Again, in the event of AR, China's goals are to retake Taiwan with as little cost to itself as possible, and US' goals are to bleed China as much as possible without coming into direct conflict. The two goals align in that neither would want to widen the conflict.
 

Biscuits

Major
Registered Member
I think the Ukraine war is a good blueprint for how a proxy war between two great powers would proceed. We have seen no indication that the US is willing to widen the conflict by sending in NATO reinforcements even now, as Ukraine is on the verge of collapse. Russia has also been avoiding escalation by not targeting NATO ISR even though they are the direct cause of much Russian casualties.

Again, in the event of AR, China's goals are to retake Taiwan with as little cost to itself as possible, and US' goals are to bleed China as much as possible without coming into direct conflict.
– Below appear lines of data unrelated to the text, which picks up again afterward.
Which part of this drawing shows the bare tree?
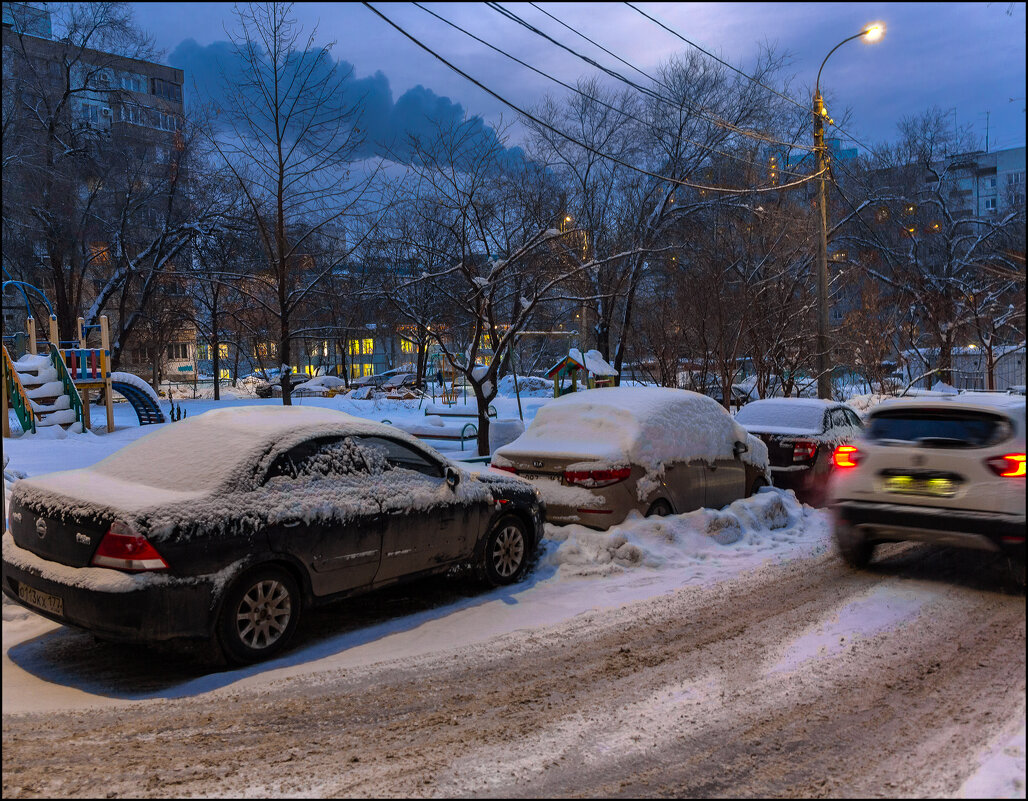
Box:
[212,3,376,405]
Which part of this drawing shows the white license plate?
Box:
[17,582,64,615]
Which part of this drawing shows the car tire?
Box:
[746,476,771,498]
[218,565,302,664]
[646,498,674,517]
[834,520,875,570]
[481,514,531,587]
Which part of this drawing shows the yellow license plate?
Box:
[17,582,64,615]
[885,476,957,498]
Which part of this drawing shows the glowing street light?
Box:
[814,23,885,400]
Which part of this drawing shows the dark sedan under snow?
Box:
[735,398,864,506]
[3,407,544,663]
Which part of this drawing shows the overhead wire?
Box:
[362,1,823,194]
[625,0,874,153]
[413,0,804,177]
[486,2,814,150]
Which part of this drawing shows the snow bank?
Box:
[544,487,820,578]
[489,418,524,453]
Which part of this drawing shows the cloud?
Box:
[168,39,524,165]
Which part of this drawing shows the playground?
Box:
[2,281,166,437]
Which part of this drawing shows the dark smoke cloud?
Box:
[168,39,524,163]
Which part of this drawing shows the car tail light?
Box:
[985,453,1025,478]
[564,467,632,489]
[90,520,168,573]
[832,445,861,470]
[793,439,817,462]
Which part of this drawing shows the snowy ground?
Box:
[3,398,1025,798]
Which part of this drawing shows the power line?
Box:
[413,2,803,177]
[625,0,874,153]
[486,2,813,150]
[362,2,821,194]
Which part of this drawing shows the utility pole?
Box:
[814,92,832,400]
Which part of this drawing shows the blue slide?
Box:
[111,379,167,426]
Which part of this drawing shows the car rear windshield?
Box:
[735,401,824,433]
[868,409,1011,447]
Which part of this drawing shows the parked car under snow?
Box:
[3,406,544,663]
[491,387,769,529]
[735,398,864,506]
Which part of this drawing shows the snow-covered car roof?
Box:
[869,392,1025,417]
[19,406,445,509]
[735,398,846,434]
[497,387,767,470]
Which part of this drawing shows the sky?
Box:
[133,2,1026,156]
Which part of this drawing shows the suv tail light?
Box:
[564,467,632,489]
[793,439,817,462]
[90,520,168,573]
[832,445,861,470]
[985,453,1025,478]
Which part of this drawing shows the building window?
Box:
[153,78,182,103]
[168,342,189,362]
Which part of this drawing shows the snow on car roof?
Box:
[735,398,843,434]
[18,406,435,508]
[870,392,1025,416]
[497,387,760,470]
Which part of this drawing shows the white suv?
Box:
[829,393,1025,571]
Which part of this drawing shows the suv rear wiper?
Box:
[915,437,975,447]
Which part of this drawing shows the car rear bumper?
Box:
[2,533,217,643]
[832,501,1025,558]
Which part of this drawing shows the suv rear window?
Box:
[868,409,1012,447]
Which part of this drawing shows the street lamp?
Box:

The two goals align in that neither would want to widen the conflict.
That US will come into direct conflict comes without saying, since no one has the ability to attack China by themselves.

So what you're saying is essentially that US will only attack in Taiwan and around Taiwan, not expand the scope of the war just like Russia didn't attack Ukraine friendly assets directly helping Ukraine from the outside. And in exchange, the idea would be that China would also restrain itself to not start attacking outside Taiwan. It's an interesting idea, but also very hard to say if both extremely opposing governments can really find enough common ground to hold a gentleman's agreement like that.

The thing about the Ukraine war is that it's the Russian military's overwhelming power that lets them restrain Ukraine to mostly being in the Donbass. Ukraine is constantly actually trying to expand the war, it's just mostly not working due to strategic logistics and tactical concerns.

Since US doesn't have that overwhelming military power and even further if they limit themselves in the conflict which exacebrates their lack of airbases compared to China, I don't think the gentleman's agreement will hold.

I mean if you think about it, if Ukraine had more than half of whole Russian navy VLS count but all concentrated in the black sea, had the ability to take out Russian theater airbases 24/7 and has local superiority in airforce numbers etc. I don't think Ukraine would agree to only fighting in the Donbass. Them being limited there currently is more a function of their weakness than the success of the Ukraine model as a "safe" proxy war.